Dutch government officials urged European ministers of health and agriculture to tackle the growing problem of antibiotic misuse.
Resistance is shooting up across the globe with an increasing number of infections defying treatment with antibiotics. The finger of blame points to poor infection control in hospitals, heavy over-prescription by doctors around the world, and the broad use of antibiotics in livestock, according to Dutch health minister Edith Schippers, speaking at a Ministerial Conference on Antibiotic Resistance yesterday in the Netherlands. The Dutch currently hold the rotating Presidency of the European Union, permitting them to highlight some issues they care about in ministerial meetings.
“We should use antibiotics in a prudent and restrained way, both in healthcare and agriculture,” said Schippers. “This means that antibiotics should not be used for viral infections, only after proper diagnosis, only on prescription and under national surveillance.
“And - when it comes to agriculture – it is my firm belief that we should ban the use of our last-resort antibiotics in animal husbandry all together. These precious medicines are our common heritage. We should treat them as such.”
The Netherlands realised six years ago it had a big problem of antibiotic misuse, added Schippers. “We were the number one of heavy users of antibiotics in Europe. We too made the mistake of using antibiotics rather than optimising the living conditions of our livestock.
“Only in three years’ time we managed to change the course drastically. And [we did it] without ruining the [agricultural] sector. We are still the number two in exports,” she added.

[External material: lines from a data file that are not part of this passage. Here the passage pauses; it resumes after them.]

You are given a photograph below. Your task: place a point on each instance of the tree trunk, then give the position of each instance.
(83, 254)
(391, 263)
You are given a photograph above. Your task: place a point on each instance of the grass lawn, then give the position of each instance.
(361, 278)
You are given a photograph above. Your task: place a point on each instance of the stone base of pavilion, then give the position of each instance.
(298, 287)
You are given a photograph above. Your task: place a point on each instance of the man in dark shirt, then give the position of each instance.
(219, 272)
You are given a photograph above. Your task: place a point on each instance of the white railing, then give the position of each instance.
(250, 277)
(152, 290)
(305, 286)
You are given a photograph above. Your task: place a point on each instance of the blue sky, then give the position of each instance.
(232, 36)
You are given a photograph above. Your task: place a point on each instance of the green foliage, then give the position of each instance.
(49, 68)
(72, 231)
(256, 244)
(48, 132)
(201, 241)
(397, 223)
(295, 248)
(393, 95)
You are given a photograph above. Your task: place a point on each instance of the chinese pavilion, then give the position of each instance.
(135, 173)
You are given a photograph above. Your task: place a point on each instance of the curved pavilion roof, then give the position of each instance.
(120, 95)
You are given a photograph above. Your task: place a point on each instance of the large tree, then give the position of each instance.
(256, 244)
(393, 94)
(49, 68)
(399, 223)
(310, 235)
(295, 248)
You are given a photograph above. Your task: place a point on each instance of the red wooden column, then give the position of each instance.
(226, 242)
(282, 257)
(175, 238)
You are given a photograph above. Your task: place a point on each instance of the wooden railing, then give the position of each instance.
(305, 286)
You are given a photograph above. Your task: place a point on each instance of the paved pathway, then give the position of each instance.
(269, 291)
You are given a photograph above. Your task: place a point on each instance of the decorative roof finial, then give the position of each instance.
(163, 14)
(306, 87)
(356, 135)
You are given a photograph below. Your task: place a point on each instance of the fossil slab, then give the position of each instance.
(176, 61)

Calling farmers to account
Dutch minister for agriculture Martijn van Dam explains that, in 2009, his country began asking veterinarians and farmers to register their antibiotic prescriptions and use. “This enabled us to call large-scale users to account. Overall, antibiotic usage in Dutch livestock farming has been reduced by 58 per cent since 2009,” said van Dam.
Other governments urgently need to follow suit, he warned.
As things stand, the EU says antibiotic resistance contributes to 25,000 deaths each year, and costs over €1.5 billion in healthcare expenses and lost productivity.
The stakes are so high that the World Health Organisation has warned there will be deaths from minor surgery within 20 years if new antibiotics are not discovered. Armouries are bare: No new class of antibiotics has been discovered and brought to market since 1987.
This year, EU Health and Food Safety Commissioner Vytenis Andriukaitis, who also attended the conference, will set up a "One-Health AMR network" to group together experts from the veterinary and human health domains.“I am confident the Commission will be able to adopt, by the end of 2016, EU harmonised guidelines on the prudent use of antimicrobials in human medicine,” Andriukaitis told delegates.
The EU, which launched a five-year plan in 2011, has put a figure of €800 million on its own efforts to fight antibiotic resistance. A spending review is scheduled for later in the year.
The Commission has also tried to stimulate new research with the ‘Better use of antibiotics’ prize. This year, €1 million will be awarded to the maker of a rapid test which allows doctors to distinguish between patients with upper respiratory tract infections that require antibiotics and those that can be treated safely without antibiotics.